At the same time, there are many people who believe that Atlanta is the right place to treat those with the Ebola virus. Mrs. Chelsea Sexton, WHS science teacher, noted, “We have the best facilities in the world to measure and treat the outbreak.” Mrs. Sexton refers to the CDC, which is based out of Atlanta and continues to research and develop cures for diseases. Junior Issac Van Buren added, “They have the CDC here, and we can have tests on the virus.” Some believe that being infected with the disease is good for greater knowledge and research on the disease. Mr. Gordon Weaver, a special needs paraprofessional, added, “I think we should [treat Ebola patients] because the CDC is here, and we’ll never get the opportunity to test it if we are not infected with it.” With the Ebola outbreak and many people getting sick came a great rush of humanitarian support.Ebola B

The Americans who became infected, Dr. Kent Brantly and Nancy Writebol, were part of a humanitarian relief effort, Samaritan’s Purse Charity; they, along with numerous others, have risked their lives to go to West Africa in an attempt to help Ebola patients get better.  The two Americans arrived in Atlanta via Dobbins Air Reserve Base in Marietta on August 2nd and August 5th.  Although the Federal Aviation Administration (FAA) has not banned flights to West Africa, they are taking precautions to prevent infected people from arriving in America and spreading the disease. This recent Ebola scare has led to the question: Should we be concerned if non-Americans are sick with a deadly disease?

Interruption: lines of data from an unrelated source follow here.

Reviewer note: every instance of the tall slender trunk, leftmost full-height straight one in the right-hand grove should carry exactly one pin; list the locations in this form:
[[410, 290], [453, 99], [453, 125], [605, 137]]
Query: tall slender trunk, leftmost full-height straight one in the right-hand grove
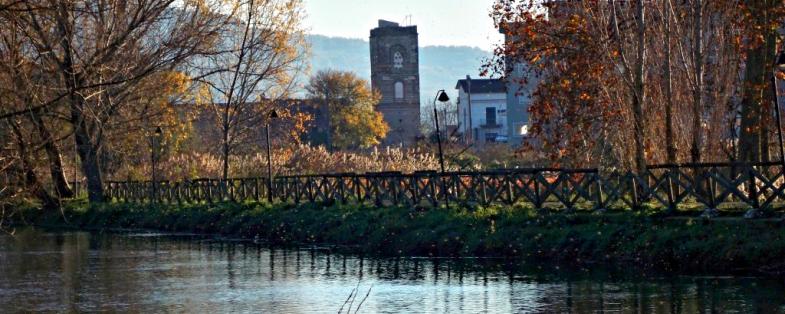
[[639, 94]]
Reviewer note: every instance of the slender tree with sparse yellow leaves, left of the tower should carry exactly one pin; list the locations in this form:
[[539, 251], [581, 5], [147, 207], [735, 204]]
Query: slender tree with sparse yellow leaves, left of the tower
[[261, 57]]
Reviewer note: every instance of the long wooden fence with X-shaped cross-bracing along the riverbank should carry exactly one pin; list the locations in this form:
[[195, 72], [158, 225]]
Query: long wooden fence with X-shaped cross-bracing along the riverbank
[[737, 185]]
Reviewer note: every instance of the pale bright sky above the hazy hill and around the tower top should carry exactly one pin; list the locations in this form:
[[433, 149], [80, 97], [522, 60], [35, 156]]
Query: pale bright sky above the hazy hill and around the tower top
[[439, 22]]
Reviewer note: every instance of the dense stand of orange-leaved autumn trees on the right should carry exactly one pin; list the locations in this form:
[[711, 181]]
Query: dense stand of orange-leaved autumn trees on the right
[[681, 61]]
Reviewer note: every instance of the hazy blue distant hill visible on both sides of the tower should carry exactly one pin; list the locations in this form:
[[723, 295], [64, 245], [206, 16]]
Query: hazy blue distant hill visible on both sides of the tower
[[440, 66]]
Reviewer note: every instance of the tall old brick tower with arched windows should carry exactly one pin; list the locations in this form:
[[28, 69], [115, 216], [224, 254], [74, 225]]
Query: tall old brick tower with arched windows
[[395, 73]]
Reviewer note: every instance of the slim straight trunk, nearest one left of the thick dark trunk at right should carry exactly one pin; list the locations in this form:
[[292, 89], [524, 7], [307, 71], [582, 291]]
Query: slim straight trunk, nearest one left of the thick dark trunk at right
[[697, 92]]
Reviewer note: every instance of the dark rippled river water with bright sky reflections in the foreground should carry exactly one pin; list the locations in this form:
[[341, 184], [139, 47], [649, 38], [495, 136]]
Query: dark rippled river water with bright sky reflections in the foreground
[[76, 272]]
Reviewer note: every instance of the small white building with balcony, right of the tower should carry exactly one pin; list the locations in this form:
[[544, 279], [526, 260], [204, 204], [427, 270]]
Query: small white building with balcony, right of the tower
[[482, 110]]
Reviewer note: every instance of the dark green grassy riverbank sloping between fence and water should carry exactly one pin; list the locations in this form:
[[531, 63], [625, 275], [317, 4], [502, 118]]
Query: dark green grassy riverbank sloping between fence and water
[[617, 238]]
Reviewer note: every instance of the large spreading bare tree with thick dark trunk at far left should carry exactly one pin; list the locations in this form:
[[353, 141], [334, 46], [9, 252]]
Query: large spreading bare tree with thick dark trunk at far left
[[88, 53]]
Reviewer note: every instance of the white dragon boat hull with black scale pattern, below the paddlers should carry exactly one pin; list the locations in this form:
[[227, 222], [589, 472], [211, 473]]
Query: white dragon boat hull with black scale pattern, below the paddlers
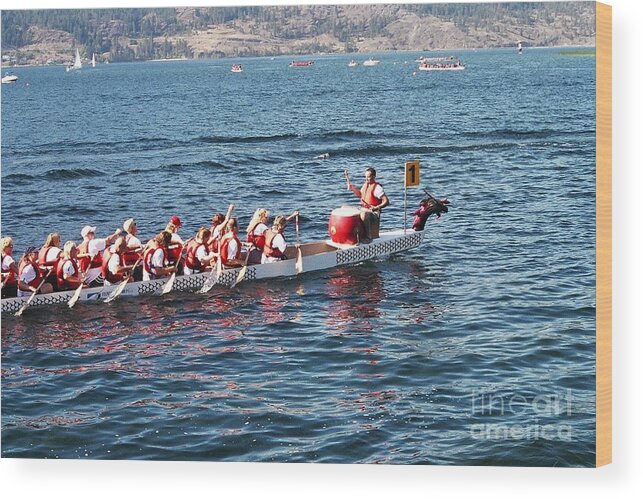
[[320, 255]]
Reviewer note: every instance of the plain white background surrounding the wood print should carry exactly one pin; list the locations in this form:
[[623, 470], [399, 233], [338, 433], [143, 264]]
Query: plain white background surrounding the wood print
[[69, 479]]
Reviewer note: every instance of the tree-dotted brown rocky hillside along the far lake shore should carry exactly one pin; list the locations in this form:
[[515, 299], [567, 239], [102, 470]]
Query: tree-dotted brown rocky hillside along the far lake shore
[[49, 36]]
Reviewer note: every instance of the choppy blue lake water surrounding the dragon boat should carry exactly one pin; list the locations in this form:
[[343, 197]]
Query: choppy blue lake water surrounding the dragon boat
[[416, 359]]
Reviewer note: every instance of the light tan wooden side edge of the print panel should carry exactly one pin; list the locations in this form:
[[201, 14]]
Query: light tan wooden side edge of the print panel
[[603, 234]]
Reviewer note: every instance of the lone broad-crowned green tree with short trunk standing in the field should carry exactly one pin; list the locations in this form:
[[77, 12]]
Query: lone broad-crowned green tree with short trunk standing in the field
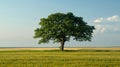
[[60, 27]]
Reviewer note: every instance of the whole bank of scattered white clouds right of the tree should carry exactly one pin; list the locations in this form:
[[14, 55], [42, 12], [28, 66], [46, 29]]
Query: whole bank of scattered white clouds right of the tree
[[101, 27]]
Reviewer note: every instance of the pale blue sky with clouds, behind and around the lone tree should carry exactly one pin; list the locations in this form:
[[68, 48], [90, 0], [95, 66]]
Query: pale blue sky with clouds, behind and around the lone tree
[[19, 19]]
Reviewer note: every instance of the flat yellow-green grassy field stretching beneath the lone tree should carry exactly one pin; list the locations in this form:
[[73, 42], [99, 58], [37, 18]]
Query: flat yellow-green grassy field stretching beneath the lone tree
[[79, 57]]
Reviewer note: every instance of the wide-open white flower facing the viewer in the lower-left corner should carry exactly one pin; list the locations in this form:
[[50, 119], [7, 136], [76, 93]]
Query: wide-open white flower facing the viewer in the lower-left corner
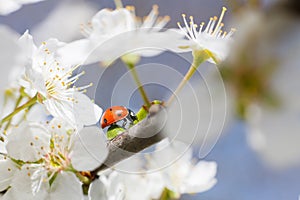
[[44, 161]]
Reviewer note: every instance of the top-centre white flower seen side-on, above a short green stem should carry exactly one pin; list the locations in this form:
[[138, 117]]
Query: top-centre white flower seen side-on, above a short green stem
[[113, 33]]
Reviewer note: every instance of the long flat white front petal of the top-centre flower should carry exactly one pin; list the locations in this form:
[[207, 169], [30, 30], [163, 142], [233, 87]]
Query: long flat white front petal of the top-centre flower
[[135, 42]]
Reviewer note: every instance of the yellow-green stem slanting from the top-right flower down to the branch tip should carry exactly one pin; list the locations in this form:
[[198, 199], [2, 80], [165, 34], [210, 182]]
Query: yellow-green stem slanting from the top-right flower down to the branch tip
[[199, 57]]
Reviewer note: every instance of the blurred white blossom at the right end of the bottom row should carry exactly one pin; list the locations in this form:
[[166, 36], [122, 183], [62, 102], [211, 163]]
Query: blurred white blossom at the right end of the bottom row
[[179, 173]]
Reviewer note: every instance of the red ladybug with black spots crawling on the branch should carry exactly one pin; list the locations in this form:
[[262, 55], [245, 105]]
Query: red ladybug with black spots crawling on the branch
[[115, 114]]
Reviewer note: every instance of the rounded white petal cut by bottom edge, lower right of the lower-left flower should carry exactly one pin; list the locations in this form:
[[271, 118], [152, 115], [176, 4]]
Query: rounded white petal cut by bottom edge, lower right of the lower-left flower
[[66, 186]]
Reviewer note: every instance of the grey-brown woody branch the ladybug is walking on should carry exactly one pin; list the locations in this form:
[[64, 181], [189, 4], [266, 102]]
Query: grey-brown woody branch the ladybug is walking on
[[135, 139]]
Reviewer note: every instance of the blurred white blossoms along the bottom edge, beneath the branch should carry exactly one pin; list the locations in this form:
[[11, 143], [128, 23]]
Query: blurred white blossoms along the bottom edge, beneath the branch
[[171, 170]]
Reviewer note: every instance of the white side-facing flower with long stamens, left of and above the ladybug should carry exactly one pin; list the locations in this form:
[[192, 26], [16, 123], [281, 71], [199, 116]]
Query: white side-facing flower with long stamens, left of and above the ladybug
[[52, 80]]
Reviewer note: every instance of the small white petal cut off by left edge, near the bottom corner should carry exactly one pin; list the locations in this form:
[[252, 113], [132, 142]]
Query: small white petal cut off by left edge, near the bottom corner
[[7, 168]]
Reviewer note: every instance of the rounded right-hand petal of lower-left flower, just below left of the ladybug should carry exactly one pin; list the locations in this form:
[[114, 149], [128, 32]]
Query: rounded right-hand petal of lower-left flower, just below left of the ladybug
[[89, 150]]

The recent infection has led people to ask: Should we care for non-American citizens? People who say no to this question fear that our citizens might get infected, much like the two Americans who caught Ebola. Mr. Weaver commented on caring for citizens not in our borders, saying, “No, not for foreign countries; you should take care of citizens within your own borders, then help out other nations.” People who say as a nation we should care say that it is the right thing to do to help other citizens. Mrs. Sexton commented, “I think that we should do what we can do to help prevent an epidemic.” Although the outbreak is considered an epidemic in Africa (a widespread outbreak), it is still not a pandemic, which is a global outbreak of a disease or virus. Giddens added, “Despite the risk of our own people, we should help the people [those infected with Ebola].” Humanitarian groups like the United Nations Children’s Fund or UNICEF is helping infected children in Africa. All this funding has led to extended research on Ebola and is leading to the testing of a new Ebola vaccine. This discussion will continue; however, the price has already been paid.

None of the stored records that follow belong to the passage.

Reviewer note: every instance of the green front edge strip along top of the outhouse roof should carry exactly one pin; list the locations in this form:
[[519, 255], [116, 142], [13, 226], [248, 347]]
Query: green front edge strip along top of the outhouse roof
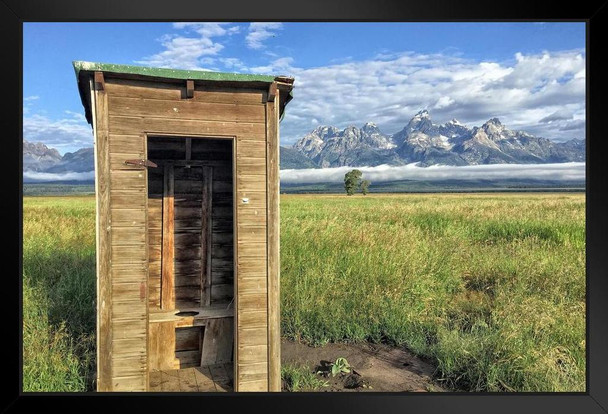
[[169, 73]]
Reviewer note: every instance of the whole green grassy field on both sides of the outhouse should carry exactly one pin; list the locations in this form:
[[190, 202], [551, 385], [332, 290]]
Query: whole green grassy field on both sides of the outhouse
[[491, 287]]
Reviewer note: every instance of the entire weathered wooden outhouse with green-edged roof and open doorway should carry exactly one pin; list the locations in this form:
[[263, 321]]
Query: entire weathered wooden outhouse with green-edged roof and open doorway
[[187, 224]]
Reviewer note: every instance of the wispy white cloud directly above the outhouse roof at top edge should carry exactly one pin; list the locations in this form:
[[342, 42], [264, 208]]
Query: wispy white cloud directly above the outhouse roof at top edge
[[185, 52]]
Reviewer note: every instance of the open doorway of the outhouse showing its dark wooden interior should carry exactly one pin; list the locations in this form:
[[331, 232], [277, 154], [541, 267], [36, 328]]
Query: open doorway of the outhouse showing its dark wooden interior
[[190, 262]]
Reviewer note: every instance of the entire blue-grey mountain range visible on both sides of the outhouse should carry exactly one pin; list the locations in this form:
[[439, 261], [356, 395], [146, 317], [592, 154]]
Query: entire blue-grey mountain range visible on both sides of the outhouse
[[420, 141]]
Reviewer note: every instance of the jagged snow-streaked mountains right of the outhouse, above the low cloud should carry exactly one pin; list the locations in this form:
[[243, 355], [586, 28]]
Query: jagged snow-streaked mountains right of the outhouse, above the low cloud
[[427, 143]]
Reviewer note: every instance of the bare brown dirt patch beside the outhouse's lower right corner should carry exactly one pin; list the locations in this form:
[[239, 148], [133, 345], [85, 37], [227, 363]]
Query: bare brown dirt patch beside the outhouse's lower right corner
[[375, 367]]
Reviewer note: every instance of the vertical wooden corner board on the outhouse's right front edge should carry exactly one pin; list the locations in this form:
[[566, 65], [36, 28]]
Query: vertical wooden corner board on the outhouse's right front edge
[[272, 191]]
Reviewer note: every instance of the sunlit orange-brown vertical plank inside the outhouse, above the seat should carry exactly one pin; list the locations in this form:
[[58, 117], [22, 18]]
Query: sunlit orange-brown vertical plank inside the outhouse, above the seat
[[168, 247]]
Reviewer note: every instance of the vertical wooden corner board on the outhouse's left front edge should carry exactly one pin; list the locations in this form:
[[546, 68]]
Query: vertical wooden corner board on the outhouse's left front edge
[[99, 106]]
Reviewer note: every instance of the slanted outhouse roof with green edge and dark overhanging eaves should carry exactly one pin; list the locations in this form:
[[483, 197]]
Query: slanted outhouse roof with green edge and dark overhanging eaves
[[84, 69]]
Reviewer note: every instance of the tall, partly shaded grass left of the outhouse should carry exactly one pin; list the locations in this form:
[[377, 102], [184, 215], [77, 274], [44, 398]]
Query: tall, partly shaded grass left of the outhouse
[[58, 294]]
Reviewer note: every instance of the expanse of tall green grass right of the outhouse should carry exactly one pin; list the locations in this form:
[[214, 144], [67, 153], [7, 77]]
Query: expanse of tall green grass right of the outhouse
[[491, 287]]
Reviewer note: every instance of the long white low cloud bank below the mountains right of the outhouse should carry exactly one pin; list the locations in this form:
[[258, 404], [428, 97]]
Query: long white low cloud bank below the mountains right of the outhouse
[[569, 171]]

Although the world has a better understanding of Ebola, which is beneficial, many people in West Africa have already been infected, and some have even died. The discussion of helping others will continue, but what is not disputed is that two Americans nearly died of Ebola just so they could help other humans infected with a terrible disease. Thanks to the staff at Emory, the infected Americans are getting well and have been released. Although we cannot go back in time and change the spread of Ebola; we can still hope for a quick recovery of people who are infected and hope that we do not have to live in a world where we fear diseases and epidemics.